German actress and author

Yvonne de Bark (born 8 August 1972 in Munich) is a German film and television actress and author.

==Life==
Yvonne de Bark studied Sports and English in order to become a certified teacher but eventually she changed plans and attended instead a drama school. Consequently, she starred in both Enzo Barboni's Sons of Trinity and Cornelia Grünberg's Zeit des Schweigens (Time of Silence). Before her parental leave she furthermore played the female lead in FinalCut.com which was released in Germany under the title Suicide.

From 2000 to 2001, she starred in the German TV show Die Motorrad-Cops playing convincingly the courageous and sometimes even capricious female officer Sunny Labonne. Because of the many elaborate stunts in each episode, the making of the show was expensive and when due to a general crisis the prices for TV advertising shrank, it was considered as a financial risk to continue. However, the series has been successfully released on DVD in the meantime .

Moreover, she appeared in further German TV shows such as Drei zum Verlieben, Marienhof, Der Fahnder, Alphateam, Alarm für Cobra 11, Im Namen des Gesetzes, Hallo Robbie! and Küstenwache. Her complete TV filmography is to be found on her Official Homepage (German only).

After her parental leave from June 21, 2006, Yvonne de Bark starred in Germany's popular soap opera Unter Uns acting as Dr. Pia Lassner, the local GP of the fictional Schillerallee where the show's plot is set. Her last shooting took place on June 13, 2009 for her last appearing on screen in mid-August of the same year.

In February 2008, she published her first book titled Mama-Trost-Buch – Auch andere Mütter erziehen Monster (Mom's Backup Book – Also other mothers raise monsters). Here she describes raising children while putting educational advisors to a tough test.

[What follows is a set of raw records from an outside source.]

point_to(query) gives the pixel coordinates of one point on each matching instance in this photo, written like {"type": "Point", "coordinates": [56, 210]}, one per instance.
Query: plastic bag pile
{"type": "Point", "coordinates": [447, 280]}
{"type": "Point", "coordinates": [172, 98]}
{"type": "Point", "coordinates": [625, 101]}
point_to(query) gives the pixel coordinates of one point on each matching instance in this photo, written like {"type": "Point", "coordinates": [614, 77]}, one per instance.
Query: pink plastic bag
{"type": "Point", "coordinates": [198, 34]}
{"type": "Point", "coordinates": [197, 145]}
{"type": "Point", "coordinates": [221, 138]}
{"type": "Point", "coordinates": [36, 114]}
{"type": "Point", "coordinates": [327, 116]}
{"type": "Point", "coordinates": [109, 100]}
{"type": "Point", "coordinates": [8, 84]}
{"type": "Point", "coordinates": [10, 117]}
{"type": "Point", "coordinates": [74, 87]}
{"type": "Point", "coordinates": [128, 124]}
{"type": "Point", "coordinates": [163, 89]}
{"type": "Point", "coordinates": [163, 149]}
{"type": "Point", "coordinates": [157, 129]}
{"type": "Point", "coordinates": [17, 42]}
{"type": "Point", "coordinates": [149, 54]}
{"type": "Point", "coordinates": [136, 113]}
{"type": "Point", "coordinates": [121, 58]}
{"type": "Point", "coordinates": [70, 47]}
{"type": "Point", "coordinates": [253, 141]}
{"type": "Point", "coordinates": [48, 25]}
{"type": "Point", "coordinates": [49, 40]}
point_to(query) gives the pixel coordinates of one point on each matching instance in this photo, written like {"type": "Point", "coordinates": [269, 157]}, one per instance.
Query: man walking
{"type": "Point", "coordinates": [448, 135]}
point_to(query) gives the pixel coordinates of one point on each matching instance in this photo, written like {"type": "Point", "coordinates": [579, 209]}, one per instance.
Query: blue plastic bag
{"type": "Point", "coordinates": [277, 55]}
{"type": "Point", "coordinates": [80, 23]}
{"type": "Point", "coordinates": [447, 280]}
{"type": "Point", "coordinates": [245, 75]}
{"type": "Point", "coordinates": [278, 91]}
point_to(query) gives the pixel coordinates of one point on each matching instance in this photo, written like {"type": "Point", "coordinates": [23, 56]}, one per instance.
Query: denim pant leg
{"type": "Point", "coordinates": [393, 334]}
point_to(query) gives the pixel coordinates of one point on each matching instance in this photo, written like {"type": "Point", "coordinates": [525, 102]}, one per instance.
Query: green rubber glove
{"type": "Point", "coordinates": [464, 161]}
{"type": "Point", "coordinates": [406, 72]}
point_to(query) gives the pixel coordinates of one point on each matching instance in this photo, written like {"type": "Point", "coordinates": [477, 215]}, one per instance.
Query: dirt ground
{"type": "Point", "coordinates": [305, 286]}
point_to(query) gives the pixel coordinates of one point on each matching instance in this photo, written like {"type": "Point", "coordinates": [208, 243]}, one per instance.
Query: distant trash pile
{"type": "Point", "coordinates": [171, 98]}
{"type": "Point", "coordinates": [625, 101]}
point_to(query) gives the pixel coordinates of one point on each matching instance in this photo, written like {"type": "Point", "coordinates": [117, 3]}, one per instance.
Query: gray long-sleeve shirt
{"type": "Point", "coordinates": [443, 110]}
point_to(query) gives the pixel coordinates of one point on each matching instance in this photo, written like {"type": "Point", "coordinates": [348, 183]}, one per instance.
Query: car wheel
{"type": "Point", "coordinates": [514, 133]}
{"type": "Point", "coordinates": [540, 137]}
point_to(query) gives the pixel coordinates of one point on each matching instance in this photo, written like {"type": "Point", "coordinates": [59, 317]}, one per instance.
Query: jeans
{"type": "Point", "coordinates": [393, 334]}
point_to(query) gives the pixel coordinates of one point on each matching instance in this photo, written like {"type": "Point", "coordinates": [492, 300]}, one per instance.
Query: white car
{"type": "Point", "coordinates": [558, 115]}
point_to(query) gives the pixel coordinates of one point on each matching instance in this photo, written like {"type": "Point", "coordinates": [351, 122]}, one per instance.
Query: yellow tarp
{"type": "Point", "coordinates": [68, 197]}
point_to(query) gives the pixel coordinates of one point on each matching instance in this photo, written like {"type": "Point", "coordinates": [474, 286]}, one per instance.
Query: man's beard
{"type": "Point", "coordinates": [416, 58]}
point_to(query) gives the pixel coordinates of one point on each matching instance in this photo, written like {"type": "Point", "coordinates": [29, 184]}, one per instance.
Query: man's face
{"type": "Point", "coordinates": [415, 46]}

Twelve months later, she published her second book titled Mamas wissen mehr – das schräge Fachwissen der Mütter (Mummies know more – The cool know-how of mothers), which humorously offers a mother's comprehensive practical knowledge.

On April 11, 2010, she participated in the German version of Celebrity Come Dine with Me along with presenter Oliver Petszokat, singer Benjamin Boyce and TV show host Kelly Trump.

Yvonne de Bark and her convivant, director Raoul Heimrich, reside with their two children in Rösrath, Germany.